Parità di genere ancora parecchio lontana tra i prof universitari, dove gli uomini tengono saldamente lo scettro in mano. Se nelle aule scolastiche le insegnanti sono di gran lunga predominanti rispetto ai loro colleghi uomini e da qualche parte, soprattutto all'elementare e alla materna, si ipotizzano le 'quote azzurre', all'università il semplice equilibrio di genere è ancora un obiettivo tutto da conquistare per le donne.

Al top della carriera solo il 22% delle donne. Gli ultimi dati estratti dal database del ministero dell'Istruzione, dell'Università e della Ricerca lasciano spazio a poche speculazioni: nelle aule universitarie ci sono pochissime donne in cattedra. Al 31 dicembre 2016, tra i professori ordinari, massimo livello di carriera universitaria, le donne rappresentano soltanto il 22 per cento del totale. Sembra quindi che in Italia le donne non riescano ad andare oltre un certo livello di carriera accademica.

Le cose vanno leggermente meglio se si passa al gradino successivo, quello dei professori associati. Tra questi, le donne arrivano a conquistare più poltrone, ma sono sempre poche: una su tre, visto che le quote rosa rappresentano il 37 per cento del totale.

Passi indietro tra i ricercatori. Negli atenei italiani, quindi, la docenza è nelle mani degli uomini. Scendendo ancora nella gerarchia accademica, passando ai ricercatori, la parità di genere è un obiettivo raggiungibile: 48 donne e 52 uomini. Tra i ricercatori di ruolo, nell'arco dell'ultimo decennio, le donne hanno conquistato quasi otto punti di rappresentanza. Ma con i nuovi ricercatori a tempo determinato usciti dalle ultime riforme del settore (la Gelmini in testa) si torna indietro di diversi lustri. Perché tra queste figure la percentuale di donne torna ad essere ampiamente minoritaria rispetto al cosiddetto sesso forte: 43 ricercatrici contro 57 ricercatori. Meno di quelli a tempo indeterminato.

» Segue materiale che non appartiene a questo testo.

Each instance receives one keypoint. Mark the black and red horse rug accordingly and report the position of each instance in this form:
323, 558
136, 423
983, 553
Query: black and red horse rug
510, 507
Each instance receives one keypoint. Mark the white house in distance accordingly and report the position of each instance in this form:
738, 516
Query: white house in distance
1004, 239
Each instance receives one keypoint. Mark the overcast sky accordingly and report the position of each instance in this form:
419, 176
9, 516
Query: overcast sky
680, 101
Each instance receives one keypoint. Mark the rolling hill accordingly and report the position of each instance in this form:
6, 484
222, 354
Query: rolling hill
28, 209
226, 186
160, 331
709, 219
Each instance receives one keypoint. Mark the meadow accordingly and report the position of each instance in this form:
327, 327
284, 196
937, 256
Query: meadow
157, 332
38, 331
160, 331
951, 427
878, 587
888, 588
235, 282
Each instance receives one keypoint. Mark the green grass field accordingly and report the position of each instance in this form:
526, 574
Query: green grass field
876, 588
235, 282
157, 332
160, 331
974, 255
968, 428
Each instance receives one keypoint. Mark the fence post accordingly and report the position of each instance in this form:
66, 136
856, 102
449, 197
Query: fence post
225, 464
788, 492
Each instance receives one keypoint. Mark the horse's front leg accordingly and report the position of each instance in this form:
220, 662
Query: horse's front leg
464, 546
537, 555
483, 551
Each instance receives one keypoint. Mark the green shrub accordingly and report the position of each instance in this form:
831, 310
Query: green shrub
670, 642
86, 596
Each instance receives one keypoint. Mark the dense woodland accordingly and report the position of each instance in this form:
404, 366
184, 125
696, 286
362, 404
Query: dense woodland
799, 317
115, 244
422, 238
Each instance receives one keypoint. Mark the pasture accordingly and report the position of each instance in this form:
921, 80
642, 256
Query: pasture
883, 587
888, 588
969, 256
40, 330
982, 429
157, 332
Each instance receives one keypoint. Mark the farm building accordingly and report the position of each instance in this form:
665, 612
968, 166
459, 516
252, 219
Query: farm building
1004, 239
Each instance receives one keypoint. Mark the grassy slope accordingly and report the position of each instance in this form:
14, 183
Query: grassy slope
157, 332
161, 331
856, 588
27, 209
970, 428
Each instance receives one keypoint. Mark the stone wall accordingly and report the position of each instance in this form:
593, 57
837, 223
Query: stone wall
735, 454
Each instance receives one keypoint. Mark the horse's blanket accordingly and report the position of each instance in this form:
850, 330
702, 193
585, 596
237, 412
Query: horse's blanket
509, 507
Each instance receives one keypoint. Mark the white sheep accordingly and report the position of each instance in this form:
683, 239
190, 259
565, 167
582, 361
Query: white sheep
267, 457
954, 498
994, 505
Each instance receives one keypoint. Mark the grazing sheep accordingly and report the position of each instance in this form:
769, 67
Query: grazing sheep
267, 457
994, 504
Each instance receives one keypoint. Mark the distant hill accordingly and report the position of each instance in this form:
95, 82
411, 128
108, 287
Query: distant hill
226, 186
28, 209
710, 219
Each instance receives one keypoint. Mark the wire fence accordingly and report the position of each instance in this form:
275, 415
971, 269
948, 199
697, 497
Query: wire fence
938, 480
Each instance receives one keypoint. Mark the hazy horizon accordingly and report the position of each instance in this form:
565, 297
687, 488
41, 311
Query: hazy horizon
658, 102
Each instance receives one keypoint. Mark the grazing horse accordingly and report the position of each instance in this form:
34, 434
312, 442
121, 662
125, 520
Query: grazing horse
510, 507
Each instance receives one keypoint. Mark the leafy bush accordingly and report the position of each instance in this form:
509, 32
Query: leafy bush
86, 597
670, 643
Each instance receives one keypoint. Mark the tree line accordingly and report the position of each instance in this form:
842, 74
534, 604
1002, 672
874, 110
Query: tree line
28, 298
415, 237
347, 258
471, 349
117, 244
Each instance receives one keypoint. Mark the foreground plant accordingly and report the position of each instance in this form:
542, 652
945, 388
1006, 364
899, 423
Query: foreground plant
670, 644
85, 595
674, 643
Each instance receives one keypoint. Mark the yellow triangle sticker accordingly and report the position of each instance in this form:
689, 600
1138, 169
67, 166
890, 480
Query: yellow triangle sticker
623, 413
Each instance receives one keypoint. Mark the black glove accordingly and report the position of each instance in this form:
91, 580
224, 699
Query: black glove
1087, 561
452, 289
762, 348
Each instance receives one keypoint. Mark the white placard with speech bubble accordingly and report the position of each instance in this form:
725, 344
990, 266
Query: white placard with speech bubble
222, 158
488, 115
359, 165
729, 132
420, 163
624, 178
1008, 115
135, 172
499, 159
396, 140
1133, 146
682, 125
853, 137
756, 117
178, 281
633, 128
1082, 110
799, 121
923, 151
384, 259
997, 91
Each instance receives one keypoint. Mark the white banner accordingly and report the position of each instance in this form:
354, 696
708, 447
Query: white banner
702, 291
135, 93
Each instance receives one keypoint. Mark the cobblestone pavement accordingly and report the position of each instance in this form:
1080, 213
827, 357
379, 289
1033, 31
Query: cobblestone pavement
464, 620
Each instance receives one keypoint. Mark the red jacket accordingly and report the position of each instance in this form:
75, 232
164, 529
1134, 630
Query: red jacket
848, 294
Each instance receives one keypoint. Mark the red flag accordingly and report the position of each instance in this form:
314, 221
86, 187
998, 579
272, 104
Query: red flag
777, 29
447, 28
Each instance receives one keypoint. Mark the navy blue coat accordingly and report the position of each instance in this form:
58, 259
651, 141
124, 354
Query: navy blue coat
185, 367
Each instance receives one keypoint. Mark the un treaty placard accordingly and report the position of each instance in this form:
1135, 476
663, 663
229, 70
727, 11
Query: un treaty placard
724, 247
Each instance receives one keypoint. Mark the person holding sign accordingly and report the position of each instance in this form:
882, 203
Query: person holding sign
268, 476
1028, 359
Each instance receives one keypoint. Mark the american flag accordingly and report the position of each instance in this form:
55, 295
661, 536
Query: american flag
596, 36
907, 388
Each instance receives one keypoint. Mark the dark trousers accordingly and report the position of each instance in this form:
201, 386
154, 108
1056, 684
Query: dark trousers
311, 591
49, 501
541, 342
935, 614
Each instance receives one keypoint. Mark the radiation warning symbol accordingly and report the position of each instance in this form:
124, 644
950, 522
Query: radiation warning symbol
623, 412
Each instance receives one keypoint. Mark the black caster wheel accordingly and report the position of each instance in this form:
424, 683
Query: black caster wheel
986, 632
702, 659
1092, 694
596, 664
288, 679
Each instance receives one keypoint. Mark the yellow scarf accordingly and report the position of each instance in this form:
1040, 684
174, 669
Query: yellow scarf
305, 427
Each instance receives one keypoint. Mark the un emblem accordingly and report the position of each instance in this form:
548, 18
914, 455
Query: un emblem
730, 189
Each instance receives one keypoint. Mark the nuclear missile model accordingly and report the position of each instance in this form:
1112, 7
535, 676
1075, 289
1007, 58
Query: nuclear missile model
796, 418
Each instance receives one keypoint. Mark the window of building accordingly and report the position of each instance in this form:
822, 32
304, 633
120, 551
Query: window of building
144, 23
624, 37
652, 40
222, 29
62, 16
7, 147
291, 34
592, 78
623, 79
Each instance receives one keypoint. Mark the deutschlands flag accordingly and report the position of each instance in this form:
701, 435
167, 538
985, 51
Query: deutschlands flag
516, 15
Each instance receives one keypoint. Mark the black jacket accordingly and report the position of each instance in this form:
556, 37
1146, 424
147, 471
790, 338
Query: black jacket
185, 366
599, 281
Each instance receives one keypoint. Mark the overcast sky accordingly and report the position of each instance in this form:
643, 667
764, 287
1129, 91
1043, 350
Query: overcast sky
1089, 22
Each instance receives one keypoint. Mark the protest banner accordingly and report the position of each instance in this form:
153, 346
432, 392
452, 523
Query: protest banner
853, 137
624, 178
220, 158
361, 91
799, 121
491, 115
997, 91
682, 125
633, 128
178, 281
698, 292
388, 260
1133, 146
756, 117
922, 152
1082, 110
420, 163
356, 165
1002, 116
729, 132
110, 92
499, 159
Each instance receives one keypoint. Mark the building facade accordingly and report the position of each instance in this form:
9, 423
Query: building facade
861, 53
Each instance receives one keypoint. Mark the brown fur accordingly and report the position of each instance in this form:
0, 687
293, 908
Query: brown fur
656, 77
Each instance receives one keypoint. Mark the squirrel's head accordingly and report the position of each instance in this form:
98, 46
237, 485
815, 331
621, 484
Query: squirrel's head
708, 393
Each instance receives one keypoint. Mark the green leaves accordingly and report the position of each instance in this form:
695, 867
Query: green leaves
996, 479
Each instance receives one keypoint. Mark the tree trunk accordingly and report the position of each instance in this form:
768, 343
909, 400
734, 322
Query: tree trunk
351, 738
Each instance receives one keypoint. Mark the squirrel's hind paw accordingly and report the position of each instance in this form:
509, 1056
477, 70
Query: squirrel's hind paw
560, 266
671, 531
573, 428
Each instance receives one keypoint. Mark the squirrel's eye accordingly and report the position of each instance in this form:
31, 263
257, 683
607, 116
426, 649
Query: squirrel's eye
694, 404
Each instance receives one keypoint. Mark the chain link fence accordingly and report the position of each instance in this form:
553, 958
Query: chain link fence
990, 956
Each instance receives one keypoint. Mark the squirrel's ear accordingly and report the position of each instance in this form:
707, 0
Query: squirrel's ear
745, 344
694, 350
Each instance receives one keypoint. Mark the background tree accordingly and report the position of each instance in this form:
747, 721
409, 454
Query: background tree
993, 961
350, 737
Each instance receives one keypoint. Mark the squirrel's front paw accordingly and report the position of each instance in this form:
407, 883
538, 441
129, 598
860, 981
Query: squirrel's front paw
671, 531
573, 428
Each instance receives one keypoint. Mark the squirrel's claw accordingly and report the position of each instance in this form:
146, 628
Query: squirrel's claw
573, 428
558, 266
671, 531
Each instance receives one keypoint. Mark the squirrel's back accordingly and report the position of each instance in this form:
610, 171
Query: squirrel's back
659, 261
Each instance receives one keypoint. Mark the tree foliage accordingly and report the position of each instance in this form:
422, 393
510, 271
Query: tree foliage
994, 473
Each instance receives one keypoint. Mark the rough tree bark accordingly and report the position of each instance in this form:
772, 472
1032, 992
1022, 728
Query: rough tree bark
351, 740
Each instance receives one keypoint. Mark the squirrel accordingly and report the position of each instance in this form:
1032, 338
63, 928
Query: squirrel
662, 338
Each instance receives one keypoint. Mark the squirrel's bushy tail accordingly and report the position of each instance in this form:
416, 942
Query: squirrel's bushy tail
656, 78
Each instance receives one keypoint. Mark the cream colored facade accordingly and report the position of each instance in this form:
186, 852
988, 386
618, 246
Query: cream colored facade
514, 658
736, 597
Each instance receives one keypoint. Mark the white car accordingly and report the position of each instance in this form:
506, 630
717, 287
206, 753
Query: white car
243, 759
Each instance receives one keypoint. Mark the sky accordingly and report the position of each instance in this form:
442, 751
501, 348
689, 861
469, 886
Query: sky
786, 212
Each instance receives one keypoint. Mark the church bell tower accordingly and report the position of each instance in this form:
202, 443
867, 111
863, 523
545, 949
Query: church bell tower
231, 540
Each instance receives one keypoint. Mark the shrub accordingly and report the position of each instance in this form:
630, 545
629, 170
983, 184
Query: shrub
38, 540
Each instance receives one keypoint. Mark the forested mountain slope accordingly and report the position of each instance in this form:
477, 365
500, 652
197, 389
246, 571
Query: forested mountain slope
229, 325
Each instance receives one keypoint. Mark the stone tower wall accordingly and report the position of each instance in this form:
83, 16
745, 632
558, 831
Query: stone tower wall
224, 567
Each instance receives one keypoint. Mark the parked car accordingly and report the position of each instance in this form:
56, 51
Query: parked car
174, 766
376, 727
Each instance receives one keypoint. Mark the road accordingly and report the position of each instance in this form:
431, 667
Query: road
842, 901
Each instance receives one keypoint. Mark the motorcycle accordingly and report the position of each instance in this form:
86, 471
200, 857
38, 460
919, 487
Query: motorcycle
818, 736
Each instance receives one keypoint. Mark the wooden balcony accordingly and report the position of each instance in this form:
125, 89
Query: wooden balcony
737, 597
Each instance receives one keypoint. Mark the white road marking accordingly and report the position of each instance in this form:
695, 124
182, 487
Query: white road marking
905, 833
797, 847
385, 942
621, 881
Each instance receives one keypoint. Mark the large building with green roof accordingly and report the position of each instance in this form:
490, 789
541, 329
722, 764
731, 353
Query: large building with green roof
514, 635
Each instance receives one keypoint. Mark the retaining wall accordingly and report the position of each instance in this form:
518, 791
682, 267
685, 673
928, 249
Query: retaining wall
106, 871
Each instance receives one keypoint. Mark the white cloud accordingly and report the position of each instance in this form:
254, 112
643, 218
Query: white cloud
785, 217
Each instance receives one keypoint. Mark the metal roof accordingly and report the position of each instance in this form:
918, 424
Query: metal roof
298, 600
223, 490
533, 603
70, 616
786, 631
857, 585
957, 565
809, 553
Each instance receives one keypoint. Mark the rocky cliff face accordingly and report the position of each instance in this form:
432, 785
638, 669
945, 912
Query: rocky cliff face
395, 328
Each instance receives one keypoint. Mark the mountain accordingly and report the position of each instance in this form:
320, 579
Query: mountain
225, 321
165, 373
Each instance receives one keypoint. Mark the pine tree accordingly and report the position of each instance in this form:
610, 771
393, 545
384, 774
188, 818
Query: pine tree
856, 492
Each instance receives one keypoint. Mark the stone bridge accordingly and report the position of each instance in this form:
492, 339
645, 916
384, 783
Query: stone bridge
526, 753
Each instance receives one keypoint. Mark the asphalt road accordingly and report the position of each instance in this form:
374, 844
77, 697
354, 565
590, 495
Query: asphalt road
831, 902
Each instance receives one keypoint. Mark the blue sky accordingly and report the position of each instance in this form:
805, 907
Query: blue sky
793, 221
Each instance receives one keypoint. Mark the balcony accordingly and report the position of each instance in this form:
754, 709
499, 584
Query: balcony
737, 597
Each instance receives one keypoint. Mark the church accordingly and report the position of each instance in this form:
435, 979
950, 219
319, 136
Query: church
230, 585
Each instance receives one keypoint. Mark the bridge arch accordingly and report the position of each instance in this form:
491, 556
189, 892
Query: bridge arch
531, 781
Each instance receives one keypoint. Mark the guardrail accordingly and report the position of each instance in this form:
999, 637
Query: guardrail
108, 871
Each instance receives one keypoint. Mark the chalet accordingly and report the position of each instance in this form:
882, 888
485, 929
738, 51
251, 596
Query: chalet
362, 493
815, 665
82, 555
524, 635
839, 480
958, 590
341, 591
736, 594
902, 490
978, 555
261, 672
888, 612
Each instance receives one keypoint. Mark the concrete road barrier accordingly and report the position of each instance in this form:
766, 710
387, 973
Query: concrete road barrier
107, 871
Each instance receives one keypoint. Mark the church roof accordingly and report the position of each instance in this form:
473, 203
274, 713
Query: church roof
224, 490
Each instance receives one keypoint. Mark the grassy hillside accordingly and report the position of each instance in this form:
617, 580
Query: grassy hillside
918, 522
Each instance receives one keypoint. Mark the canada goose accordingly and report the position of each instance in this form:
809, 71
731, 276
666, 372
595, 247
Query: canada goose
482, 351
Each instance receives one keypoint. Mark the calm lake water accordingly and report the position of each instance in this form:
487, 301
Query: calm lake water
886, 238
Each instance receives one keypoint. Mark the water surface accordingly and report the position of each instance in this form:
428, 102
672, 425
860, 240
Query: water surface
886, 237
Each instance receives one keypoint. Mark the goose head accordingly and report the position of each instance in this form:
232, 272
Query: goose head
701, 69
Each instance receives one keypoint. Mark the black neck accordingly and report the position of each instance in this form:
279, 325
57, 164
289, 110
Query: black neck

Peggio dell'Italia solo Svizzera e Grecia. Numeri che hanno poche spiegazioni se non quella di un percorso ad ostacoli per le donne in ambito universitario. All'estero, le cose vanno diversamente. Tra i docenti universitari, solo la Finlandia ha raggiunto l'equilibrio perfetto tra i sessi: 50 e 50. Ma in diversi Paesi – Norvegia, Regno Unito, Portogallo e Svezia – la parità è a portata di mano, perché le donne in cattedra oscillano tra il 44 e il 45 per cento. L'Italia, con il suo sistema universitario quasi impermeabile alla presenza femminile ai livelli

più alti, è al terzultimo posto, seguita soltanto da Svizzera e Grecia. Considerando infatti tutti le figure – ordinari, associati e ricercatori – le donne si fermano al 37 per cento. Ancora troppo poche per un Paese che ambisce ad un posto di rilievo in ambito europeo.